Josef Albers
Painter, sculptor, and architect Josef Albers (American/German, 1888–1976) taught at the Bauhaus, one of the most prestigious and progressive art schools in Europe, and is considered one of the most influential art teachers of the 20th century. Born in Bottrop, Germany, Albers began studying art in Munich, and then at the Bauhaus in Weimar in the early 1920s. In 1923, he was asked to teach a glassmaking workshop at the Bauhaus, which combined principles of painting, craft, and design in leading avant-garde philosophies about art. In 1925, Albers moved with the Bauhaus to Dessau, Germany, and later to Berlin, teaching courses in glassmaking and furniture design.

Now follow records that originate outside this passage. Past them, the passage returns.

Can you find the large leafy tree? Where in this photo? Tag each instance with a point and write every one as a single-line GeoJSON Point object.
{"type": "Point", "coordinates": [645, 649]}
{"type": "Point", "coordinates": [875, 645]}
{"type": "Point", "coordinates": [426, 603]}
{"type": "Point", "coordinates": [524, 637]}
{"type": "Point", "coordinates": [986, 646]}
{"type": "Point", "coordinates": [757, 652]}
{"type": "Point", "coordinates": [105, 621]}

Following the forced closure of the Bauhaus in 1933 due to the rise of Nazism, Albers immigrated to the United States, and became an American citizen in 1939. He taught at Black Mountain College and at Yale University, painting works such as his famous Homage to the Square series, which experimented with color theory and juxtaposed hues. In 1963, Albers published a treatise on color theory, entitled The Interaction of Color, and his experiments with color and geometric abstractions led to further series, including Variants, Biconjugates, Structural Constellations, and sandblasted glass paintings. Retrospectives of Albers’s work have been held at The Metropolitan Museum of Art and the Solomon R. Guggenheim Museum in New York, and at the Centre Pompidou in Paris. Albers died in New Haven, CT in 1976. The same year, the Josef Albers Foundation was established, and, in 1983, a museum dedicated to the artist was opened in Bottrop, Germany.